During her studies at Shaw University in Raleigh , she was involved in the work of the Young Women's Christian Association (YWMC), worked as an employee of this organization in Lynchburg VA and then returned to her birthplace, Winston-Salem, to address black issues To use girls and women. Later, in Johannesburg , she founded similar self-help groups for black girls and women and named them Zenzele YWMC . Based in South Africa, she served on the top executive boards of the YWMC for eight years.

When she married Alfred Bitini Xuma in Cape Town in 1940, South Africa became the center of her life. Her husband was President of the African National Congress between 1940 and 1949. In 1943, a women's section was formed in the African National Congress. As part of this development, Madie Hall Xuma became the first elected president of the African National Congress Women's League (ANCWL). She held this position until 1948.
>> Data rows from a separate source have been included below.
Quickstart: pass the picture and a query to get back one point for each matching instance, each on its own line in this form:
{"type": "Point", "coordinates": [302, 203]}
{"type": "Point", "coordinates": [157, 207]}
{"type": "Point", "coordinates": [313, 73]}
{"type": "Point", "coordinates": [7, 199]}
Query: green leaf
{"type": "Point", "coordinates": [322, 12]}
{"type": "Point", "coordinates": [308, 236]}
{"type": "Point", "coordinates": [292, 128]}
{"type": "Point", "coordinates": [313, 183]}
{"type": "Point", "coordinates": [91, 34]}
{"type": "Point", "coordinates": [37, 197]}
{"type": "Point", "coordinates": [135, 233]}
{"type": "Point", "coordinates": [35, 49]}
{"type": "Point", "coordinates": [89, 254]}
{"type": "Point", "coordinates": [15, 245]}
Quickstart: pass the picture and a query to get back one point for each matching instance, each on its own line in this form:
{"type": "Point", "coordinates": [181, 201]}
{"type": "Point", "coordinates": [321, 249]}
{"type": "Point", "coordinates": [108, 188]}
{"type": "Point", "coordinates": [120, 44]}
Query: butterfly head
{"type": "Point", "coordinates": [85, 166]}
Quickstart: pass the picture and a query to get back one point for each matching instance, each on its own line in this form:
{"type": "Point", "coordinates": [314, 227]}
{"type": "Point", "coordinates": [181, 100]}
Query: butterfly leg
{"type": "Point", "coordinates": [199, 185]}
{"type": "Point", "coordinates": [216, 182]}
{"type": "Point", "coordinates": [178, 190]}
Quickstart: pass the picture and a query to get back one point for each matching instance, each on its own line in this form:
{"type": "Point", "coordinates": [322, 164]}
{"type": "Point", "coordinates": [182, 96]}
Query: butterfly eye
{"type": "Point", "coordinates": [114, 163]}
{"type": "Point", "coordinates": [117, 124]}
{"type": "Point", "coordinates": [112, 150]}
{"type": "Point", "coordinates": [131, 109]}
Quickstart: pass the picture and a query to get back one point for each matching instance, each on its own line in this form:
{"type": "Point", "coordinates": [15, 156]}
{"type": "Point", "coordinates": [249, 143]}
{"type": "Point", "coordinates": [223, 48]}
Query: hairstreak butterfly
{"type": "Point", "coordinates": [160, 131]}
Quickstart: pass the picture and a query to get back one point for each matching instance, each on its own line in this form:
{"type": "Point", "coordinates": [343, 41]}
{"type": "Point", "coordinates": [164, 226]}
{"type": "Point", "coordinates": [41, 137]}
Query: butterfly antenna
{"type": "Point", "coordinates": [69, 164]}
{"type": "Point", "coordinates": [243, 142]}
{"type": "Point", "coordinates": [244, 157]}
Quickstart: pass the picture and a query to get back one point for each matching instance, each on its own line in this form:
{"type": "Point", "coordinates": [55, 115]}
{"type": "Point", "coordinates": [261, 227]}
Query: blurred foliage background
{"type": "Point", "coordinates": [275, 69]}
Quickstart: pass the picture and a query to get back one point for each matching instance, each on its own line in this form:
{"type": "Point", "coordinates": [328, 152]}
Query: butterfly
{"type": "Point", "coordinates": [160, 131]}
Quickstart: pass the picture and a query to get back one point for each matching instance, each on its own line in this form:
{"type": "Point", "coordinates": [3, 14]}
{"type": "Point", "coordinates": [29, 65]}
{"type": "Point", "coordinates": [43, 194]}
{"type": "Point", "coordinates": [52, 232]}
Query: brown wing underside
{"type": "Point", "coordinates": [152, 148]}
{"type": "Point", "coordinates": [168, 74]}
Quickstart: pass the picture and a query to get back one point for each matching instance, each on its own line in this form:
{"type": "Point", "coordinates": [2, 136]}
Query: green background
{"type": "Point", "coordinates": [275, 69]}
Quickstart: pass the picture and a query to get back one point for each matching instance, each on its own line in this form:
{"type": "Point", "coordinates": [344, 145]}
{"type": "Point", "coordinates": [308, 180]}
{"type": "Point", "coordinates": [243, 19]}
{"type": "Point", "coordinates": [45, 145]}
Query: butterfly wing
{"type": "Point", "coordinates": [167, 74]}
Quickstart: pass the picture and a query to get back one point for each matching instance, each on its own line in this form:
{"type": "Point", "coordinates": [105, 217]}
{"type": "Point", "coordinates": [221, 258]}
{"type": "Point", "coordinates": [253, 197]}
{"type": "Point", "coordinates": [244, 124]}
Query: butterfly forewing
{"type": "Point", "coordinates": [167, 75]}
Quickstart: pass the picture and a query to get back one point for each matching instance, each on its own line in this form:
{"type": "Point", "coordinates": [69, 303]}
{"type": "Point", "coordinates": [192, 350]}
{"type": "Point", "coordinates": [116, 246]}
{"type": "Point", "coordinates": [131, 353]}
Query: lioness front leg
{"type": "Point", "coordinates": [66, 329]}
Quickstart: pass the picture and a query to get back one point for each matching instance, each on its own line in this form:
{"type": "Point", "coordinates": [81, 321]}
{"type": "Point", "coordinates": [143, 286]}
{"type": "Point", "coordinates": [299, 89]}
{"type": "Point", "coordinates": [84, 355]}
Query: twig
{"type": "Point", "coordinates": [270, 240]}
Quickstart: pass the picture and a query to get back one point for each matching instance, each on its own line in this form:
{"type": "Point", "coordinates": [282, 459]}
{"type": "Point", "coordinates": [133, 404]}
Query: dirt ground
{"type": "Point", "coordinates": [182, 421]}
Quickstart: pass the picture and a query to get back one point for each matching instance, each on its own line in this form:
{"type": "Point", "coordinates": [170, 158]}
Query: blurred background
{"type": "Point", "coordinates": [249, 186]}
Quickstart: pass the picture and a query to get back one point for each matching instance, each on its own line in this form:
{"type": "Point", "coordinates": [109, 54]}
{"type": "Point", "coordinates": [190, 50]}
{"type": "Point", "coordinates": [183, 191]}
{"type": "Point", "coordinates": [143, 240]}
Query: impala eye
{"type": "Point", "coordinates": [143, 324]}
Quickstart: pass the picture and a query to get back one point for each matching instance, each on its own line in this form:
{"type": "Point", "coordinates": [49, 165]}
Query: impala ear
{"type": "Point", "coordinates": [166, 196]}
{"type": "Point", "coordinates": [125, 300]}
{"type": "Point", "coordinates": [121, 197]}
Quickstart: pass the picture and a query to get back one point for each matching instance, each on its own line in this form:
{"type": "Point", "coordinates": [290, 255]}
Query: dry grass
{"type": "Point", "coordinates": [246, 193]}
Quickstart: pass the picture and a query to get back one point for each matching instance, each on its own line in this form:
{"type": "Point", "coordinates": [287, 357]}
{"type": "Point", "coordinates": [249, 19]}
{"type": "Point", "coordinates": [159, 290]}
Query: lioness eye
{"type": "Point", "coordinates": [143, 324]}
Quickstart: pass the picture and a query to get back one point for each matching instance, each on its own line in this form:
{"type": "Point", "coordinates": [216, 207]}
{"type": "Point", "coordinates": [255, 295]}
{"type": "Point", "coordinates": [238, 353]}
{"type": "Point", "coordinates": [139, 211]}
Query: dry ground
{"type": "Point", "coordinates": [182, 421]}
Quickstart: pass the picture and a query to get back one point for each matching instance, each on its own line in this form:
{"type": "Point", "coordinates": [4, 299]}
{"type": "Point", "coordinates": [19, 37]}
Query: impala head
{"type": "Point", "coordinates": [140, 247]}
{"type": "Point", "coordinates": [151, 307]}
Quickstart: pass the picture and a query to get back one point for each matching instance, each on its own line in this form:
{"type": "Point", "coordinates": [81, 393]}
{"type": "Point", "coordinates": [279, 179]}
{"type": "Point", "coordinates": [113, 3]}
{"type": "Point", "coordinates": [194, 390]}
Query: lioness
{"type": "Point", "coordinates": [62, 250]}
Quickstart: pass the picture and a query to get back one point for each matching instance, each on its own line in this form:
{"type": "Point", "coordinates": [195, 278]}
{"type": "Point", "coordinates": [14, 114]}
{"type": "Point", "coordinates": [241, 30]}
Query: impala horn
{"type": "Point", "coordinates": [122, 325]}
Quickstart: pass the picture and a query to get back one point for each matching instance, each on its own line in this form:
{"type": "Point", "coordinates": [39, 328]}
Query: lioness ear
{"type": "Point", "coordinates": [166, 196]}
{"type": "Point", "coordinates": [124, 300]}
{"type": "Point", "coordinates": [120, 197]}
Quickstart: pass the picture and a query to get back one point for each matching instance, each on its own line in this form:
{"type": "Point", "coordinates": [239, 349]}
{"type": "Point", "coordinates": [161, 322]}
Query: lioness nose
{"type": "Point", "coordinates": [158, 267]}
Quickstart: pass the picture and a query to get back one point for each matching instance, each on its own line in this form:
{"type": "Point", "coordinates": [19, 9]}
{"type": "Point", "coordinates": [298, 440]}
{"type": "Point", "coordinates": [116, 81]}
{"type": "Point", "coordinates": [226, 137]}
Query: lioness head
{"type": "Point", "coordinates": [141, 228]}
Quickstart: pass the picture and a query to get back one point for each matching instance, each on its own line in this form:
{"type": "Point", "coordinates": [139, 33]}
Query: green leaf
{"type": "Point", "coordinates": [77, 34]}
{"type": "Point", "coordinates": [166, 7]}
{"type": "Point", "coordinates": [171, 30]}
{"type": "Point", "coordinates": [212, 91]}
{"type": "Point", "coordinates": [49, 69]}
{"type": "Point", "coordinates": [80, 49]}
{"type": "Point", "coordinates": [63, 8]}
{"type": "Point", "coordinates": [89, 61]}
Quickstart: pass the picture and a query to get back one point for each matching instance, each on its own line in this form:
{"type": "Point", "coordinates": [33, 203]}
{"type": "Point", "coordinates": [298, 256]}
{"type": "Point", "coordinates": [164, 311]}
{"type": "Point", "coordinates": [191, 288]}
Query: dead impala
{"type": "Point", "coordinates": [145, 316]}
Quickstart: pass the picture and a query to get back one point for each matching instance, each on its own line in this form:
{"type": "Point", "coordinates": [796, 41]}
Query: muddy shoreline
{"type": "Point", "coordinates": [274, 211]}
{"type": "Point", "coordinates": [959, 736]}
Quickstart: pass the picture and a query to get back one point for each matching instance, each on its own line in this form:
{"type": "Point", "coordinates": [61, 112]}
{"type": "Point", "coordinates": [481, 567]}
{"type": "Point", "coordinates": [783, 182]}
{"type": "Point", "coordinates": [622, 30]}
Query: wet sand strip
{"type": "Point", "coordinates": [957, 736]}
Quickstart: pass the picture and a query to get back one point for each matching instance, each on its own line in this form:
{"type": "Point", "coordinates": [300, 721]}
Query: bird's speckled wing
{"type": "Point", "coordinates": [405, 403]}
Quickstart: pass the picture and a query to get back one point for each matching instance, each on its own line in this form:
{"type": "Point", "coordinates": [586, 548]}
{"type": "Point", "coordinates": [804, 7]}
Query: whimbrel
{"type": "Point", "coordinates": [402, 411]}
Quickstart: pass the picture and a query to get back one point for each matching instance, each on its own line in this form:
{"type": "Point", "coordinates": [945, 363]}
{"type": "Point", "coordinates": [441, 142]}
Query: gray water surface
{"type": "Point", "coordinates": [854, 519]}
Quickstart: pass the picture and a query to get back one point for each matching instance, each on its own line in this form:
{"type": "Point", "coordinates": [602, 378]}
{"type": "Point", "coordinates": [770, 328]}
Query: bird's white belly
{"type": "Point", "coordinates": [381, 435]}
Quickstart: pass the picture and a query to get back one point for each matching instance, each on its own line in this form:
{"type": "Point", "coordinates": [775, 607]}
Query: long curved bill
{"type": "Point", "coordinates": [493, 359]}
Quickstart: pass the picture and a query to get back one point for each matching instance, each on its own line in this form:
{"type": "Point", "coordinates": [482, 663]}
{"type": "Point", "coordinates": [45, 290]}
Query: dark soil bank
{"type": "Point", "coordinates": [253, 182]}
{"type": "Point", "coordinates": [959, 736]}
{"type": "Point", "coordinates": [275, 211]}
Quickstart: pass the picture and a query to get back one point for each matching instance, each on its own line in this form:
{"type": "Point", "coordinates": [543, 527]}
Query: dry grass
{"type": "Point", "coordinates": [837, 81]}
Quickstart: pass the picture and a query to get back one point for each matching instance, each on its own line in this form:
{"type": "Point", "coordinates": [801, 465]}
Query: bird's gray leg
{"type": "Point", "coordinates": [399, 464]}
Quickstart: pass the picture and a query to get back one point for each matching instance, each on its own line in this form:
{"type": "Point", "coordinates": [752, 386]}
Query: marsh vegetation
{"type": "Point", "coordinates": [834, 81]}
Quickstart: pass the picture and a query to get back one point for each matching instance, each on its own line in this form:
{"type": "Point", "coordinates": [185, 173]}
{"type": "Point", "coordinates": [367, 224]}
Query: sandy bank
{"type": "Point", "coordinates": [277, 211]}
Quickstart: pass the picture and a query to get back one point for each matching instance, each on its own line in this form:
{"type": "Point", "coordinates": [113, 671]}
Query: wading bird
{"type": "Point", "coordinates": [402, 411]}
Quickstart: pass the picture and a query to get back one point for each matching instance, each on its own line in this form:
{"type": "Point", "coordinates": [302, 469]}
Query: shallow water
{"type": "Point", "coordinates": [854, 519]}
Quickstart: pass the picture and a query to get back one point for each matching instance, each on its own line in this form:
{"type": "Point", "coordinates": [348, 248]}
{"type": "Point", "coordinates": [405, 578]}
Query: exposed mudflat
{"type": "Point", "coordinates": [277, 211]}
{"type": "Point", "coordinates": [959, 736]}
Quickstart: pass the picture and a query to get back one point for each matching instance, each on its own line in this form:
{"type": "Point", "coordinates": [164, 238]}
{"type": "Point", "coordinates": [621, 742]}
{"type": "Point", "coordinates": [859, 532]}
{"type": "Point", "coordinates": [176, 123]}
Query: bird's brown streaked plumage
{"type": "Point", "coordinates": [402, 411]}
After her husband died in Soweto in 1962 , Madie Beatrice Hall Xuma emigrated back to the United States.

literature

  • Iris Berger: An African American 'Mother of the Nation': Madie Hall Xuma in South Africa, 1940-1963 . In: Journal of Southern African Studies Vol. 27, No. 3 (September 2001), pp. 547-566

Web links

Individual evidence

  1. Madie Hall Xuma . at www.de.findagrave.com .
  2. Rachel E. Johnson: Making History, Gendering Youth: Young Women and South Africa's Liberation Struggles after 1976 . Dissertation ( Ph.D. ), University of Sheffield , Sheffield 2010. online at www.core.ac.uk (English, PDF) PDF pp. 115–116.
  3. Emily Herring Wilson, Susan Mullally: Hope and dignity: older black women of the south . Philadelphia 1983, p. 143.